As Nicholas Hathaway, Hemsworth types the living shit out of so many computers, you might imagine the film's budget at the Apple Store matched Hemsworth's salary. He types so hard and so passionately that, half the time, he's too distracted to finish buttoning his shirt, the neon glow of his computer screen glistening against his chiseled chest. He types post-coitus. He types in private jets and while power-walking. The man's ability to type knows no bounds.
Sequences of aggressive typing and pensive web-searching have been the bane of cyber thrillers since their inception. From WarGames to The Net to Blackhat, cinema has been trying hard to remain up-to-date with technology by making the act of typing really, really exciting. It never is.
So what happens when you put a cyber thriller in the hands of Michael Mann, one of the most kinetic filmmakers of his generation? Here's a man who can make the paranoid boardroom scenes of The Insider crackle with the same intensity as the extended heist sequence of Heat. Well, all that Googling and 10-key mayhem gets treated like a gunfight. Mann begins his film inside a computer, with a sequence reminiscent of Fight Club's opening credit animation, yet instead of ending at the barrel of a gun, it winds up on a keyboard. Shots of Hemsworth typing are filmed from every angle possible, including from inside the keyboard, where the keys depress and energy lights everything up. And it's…well, it's pretty stupid, actually.
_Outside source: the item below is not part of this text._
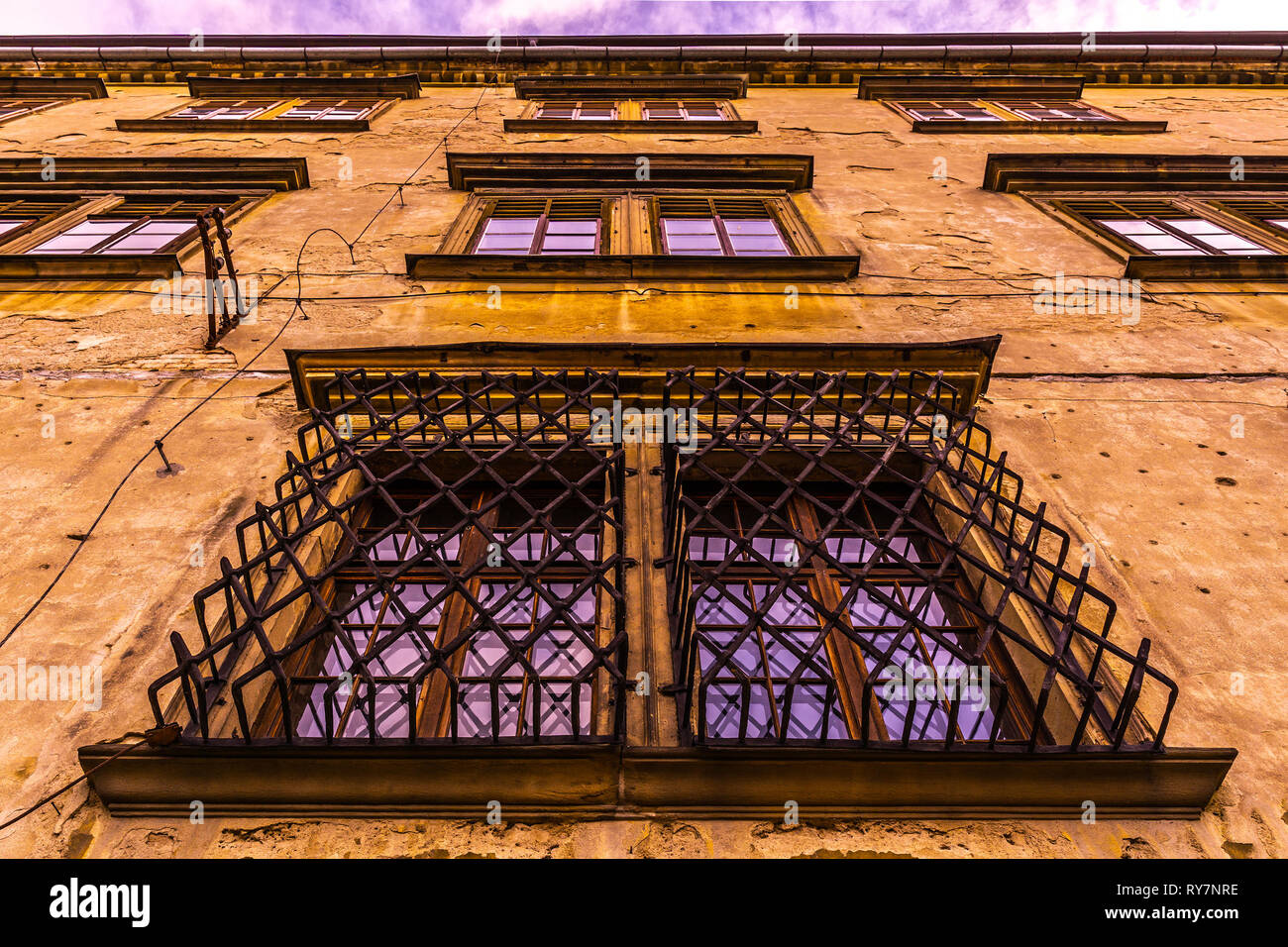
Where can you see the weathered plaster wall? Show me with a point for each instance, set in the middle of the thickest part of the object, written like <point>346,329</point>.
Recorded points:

Why is Hemsworth typing? Well, an anonymous cyber terrorist has struck a nuclear reactor in China and the Chicago Mercantile Exchange (previously known as the "Chicago Butter and Egg Board"). When a joint task force from the U.S. and China—led by Barrett (Viola Davis) and Chen (Leehom Wang)—can't track down the culprit, Chen remembers his brilliant college roommate, Hathaway. The only trouble is that Hathaway has been in prison for 15 years—because, duh, he used his typing for criminal purposes.
An agreement is reached, and soon the UN of sexy nerds is off traveling the globe, looking at computer screens in Indonesia and China as Hemsworth beds Chen's sister and growls unintelligible dialogue that sounds like Sylvester Stallone reading Hacking for Dummies. Every now and again, the group gets into shaky-cam gunfights that remind you we're watching a Michael Mann movie (in addition to being a computer whiz, Hathaway is also a skilled marksman, master of hand-to-hand combat and wearer of designer sunglasses). At no point is any of this particularly interesting.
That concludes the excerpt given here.